High Performance Software Defined Radio

An Open Source Design

Project Outline

The following is a project outline that describes a typical HPSDR project flow. We provide this as an example but the process can vary by project specifics. The outline is also modeled on hardware projects but may vary substantially for software projects.

The HPSDR group is a set of experimental minded radio and computer enthusiasts that want to advance the state of amateur radio. We realize that we are all amateurs and, therefore, time lines vary because of the time available to pursue our radio hobby.

A general hardware project might include the following steps:

Once you think you may have a project idea, you should propose the project both on the list server and if you get some interest, request a Wiki page for your project. The Wiki is a location where the project leader can place information that is more detailed than can be placed on the e-mail list. Additionally, old e-mails are time consuming to search and the Wiki provides the information on the project development in one place.

Feature Specification
The project leader first specifies the project features. Other group members will likely suggest additions or changes to make the board more useful for their application of the HPSDR board suite. The project leader may reject some suggestions as they may be very difficult to implement.

Initial Design
At this point, the project leader will make the block diagram and schematic of the project board. This is probably the most important step in the project development. Group members will make a number of comments to improve the circuit.

Breadboard (Optional)
If possible, it is a very good idea to breadboard the circuit. This is a practical proof of concept. Many of the HPSDR boards have been breadboarded before the initial build yet sometimes it is not possible.

TAPR proposal (Optional)
Sometime in each process, at about this step, a proposal can be made to TAPR for funds to build the boards. Building printed circuit boards is usually a very expensive process and it assures the project leader that the board development is worth proceeding. TAPR proposal examples can be found on the Wiki. If an project leader skips this step they will need to take on the cost of producing the alpha boards and testing.

Design Printed Circuit Board
When the Project Leader feels that he is ready to proceed, the next step is to create the printed circuit board (PCB) design. The project leader can do this work himself if he has the skills or there are a few group members with extensive experience in PCB design that will translate your schematics into PCB Gerber files.

Alpha board production and testing
Given the PCB is acceptable, a set of Alpha boards are built to test the circuit design and test the board performance with several volunteer group members. Some boards work well and need minimal rework. Other boards in the past have required more extensive rework and the building of a second alpha board set.

Interest Call
The next step is to make an interest call on the hamsdr.com website to determine the number of people willing to purchase boards prior to production. In this example, TAPR does not have sufficient funds to support the entire run of a board production so the group members assist in the funding of the board production by ording boards in advance. The ultimate cost of the board is based on a number of factors including the cost of the components and the number of boards built.
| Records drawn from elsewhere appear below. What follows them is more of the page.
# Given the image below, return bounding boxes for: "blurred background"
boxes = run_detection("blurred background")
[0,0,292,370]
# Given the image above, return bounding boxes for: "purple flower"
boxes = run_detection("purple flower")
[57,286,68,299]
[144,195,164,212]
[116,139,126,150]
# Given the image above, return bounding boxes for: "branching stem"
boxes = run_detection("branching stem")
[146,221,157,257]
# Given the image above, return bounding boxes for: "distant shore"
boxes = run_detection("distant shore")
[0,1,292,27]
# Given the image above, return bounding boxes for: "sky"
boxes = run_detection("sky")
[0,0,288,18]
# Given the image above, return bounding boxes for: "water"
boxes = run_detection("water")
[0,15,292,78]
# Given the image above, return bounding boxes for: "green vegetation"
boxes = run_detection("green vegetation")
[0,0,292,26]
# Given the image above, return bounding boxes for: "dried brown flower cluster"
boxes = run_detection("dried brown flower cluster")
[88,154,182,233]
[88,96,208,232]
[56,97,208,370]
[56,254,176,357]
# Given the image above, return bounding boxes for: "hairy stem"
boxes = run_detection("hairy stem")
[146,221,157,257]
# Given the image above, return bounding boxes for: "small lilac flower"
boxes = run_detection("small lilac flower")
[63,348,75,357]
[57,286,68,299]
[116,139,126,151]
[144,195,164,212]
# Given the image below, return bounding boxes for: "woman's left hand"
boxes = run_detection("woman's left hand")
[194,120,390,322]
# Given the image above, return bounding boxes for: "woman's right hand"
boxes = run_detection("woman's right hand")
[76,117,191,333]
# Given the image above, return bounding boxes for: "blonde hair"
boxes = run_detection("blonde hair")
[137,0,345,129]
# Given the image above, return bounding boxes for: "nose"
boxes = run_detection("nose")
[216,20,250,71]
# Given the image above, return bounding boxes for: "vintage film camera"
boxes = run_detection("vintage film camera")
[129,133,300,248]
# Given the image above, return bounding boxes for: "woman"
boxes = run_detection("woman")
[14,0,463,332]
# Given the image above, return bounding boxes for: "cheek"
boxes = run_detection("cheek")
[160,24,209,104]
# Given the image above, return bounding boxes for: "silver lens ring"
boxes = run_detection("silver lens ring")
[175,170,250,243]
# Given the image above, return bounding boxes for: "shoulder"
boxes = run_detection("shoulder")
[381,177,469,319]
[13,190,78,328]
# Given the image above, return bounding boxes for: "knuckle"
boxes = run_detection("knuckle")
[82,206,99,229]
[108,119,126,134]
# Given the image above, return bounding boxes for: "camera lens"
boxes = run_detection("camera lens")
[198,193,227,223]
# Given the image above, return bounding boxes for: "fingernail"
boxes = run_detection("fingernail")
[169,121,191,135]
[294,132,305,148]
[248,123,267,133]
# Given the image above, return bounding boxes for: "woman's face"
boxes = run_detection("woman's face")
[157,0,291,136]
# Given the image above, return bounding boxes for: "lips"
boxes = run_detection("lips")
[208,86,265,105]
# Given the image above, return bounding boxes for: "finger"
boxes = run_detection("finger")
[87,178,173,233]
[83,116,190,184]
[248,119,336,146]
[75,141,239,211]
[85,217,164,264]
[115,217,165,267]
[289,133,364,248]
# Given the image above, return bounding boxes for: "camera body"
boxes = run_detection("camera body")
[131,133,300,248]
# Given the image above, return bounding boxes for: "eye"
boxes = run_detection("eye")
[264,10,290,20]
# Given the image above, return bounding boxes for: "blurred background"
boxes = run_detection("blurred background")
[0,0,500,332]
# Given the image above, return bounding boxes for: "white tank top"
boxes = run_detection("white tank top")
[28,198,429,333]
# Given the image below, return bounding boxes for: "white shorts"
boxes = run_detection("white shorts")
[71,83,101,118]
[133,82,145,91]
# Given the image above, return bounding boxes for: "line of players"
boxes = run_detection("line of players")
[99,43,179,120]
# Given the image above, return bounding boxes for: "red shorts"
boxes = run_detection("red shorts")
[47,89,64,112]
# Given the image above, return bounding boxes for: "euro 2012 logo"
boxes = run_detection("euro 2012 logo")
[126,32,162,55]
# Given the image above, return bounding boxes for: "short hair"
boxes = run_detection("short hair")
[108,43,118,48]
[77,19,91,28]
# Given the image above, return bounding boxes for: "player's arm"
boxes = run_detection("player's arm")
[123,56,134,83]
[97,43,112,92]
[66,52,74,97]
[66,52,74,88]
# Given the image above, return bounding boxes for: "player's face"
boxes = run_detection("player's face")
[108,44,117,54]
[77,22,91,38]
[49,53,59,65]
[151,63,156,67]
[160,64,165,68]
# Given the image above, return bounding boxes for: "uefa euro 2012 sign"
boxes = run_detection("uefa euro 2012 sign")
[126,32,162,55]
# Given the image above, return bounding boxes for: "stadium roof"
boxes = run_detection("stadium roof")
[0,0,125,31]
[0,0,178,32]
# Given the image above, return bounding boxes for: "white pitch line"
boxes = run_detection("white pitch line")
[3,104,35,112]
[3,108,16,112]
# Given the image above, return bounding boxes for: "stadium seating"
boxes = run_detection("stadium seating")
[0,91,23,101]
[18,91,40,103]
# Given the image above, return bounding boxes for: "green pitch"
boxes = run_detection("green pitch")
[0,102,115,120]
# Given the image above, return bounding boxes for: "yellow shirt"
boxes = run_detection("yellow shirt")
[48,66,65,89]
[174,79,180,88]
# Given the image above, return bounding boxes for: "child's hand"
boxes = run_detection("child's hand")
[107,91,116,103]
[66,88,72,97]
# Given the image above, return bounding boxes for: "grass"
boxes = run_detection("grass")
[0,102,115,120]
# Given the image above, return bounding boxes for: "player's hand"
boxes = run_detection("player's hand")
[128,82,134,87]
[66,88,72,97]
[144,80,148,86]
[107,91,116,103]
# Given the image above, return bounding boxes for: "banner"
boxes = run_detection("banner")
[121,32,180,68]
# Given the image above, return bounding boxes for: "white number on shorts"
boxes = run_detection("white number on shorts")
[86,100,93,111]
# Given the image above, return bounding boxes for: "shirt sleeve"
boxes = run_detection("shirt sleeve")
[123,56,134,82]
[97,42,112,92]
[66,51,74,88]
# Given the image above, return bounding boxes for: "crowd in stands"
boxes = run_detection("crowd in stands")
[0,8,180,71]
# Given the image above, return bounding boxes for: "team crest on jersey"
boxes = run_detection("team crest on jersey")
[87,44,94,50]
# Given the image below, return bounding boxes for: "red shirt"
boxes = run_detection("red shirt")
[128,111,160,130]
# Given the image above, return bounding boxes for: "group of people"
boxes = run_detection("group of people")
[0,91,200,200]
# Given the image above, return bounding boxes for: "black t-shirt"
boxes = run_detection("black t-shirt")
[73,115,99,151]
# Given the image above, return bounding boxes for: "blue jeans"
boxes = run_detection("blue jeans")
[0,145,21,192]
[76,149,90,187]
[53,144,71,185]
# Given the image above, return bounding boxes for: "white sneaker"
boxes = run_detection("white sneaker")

Distribution production by TAPR (Optional)
If TAPR support was granted in the the optional step above. TAPR would expects to recoup its development costs in this step. TAPR will generally build the number of prepaid boards plus some number of boards that TAPR decides they can financially support. The boards are sold through the TAPR website. The TAPR mission is not to be a provider of radio boards but to support the development of the radio technology. They must recoup the invested production and development costs in order to support future projects.

Documents made available to other producers
Since HPSDR is an open source hardware and software development project, all project considered part of HPSDR should accept some open source license. TAPR is the only organization that has proposed an open source hardware license. Because TAPR generally produces only one production run, and HPSDR projects generally use the Noncommercial Hardware License or the Open Hardware License, all the files necessary to build the boards may be placed on the HPSDR website. This allows those interested in producing boards to make them available to amateur radio operators that have not already obtained a board.